Strikingly, the Internet has, ever since its inception, increasingly enabled the Global South to participate in global economic endeavors more inclusively—in essence, catering tangible benefits for individuals who would have otherwise been excluded from providing their goods and services.
Above all, the latter benefit stems from overall reconfiguration of capital and commodity flows, reducing geographic frictions, rolled out by techno-mediated changes in connectivity. As a result, the increased symmetry of knowledge boasts better functioning markets, subsequently, enabling mitigation of risks from regional supply chain bottlenecks in times of crisis— not lastly, in order to maintain global price stability in lieu of inevitable inflation.
Unambiguously, distributed ledger technology reinforces two primary pillars of international trade. First, it enhances transparency in tracking and tracing how goods are being processed, and second, it helps digitizing the trade process along supply chains.[1]
''DLT can not only be applied in automized supply chain and fleet management or processing of import/export customs documentation, but also, in asset transfer and movement, security of data exchanges, and automatic execution of contract terms between parties." [2]

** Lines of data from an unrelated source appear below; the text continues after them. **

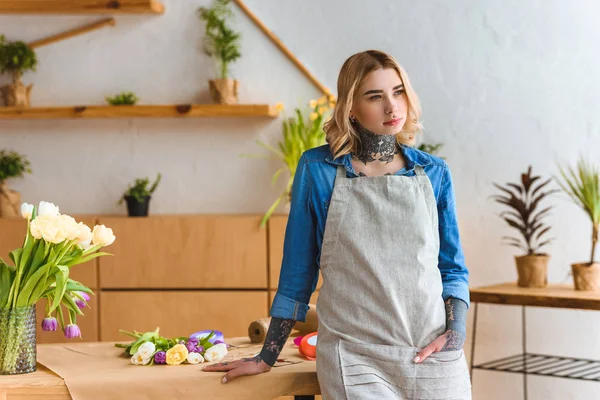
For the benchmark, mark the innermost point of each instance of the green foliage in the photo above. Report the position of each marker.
(122, 98)
(16, 57)
(523, 199)
(13, 165)
(220, 41)
(582, 184)
(140, 190)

In real terms, the Gretchenfrage arising from the pandemic is how value can be accrued and stored over time, if there is excessive risk in markets due to ubiquitous uncertainty. Essentially, a global liquidity crisis does neither bow to notions of ‘Tit for Tat’ nor can it be set aside indefinitely—neither by G20 nations, nor private sector entities. Therefore, it bears noting, that health, or rather its demise, as highest good in the Anthropocene, inevitably leads to amalgamation of new laws as necessary corollary.[3]

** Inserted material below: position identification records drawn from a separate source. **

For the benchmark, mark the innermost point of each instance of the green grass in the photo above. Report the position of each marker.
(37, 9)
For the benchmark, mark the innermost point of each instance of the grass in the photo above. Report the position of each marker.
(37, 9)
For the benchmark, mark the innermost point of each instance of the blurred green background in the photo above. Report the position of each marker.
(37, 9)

An attempt as to how common good, goods, and their exchange are interconnected by virtue of the Internet of Information, Value, and Things; shall be delineated in this series of blog articles. We are very much looking forward to presenting to you our take on virtuality, assets, and the metaverse. Ultimately, all three of which foster the United Nations Sustainable Development Goals 2030 and make life on planet earth more inclusive for each and every one of us—what a journey.
DTG
[1] Deepesh Patel and Emmanuelle Ganne, ‘Blockchain & DLT in Trade’ (World Trade Organization, November 2020) 8.
[2] Susana Nascimento, Alexandre Pólvora and Joana Sousa Lourenço, #Blockchain4EU: Blockchain for Industrial Transformations. (European Commission 2018) 23.
[3] Anne Peters, ‘COVID-19 as a Catalyst for the (Re-)Constitutionalisation of International Law: One Health ─ One Welfare’ (2020) 2020–44 MPIL Research Paper Series.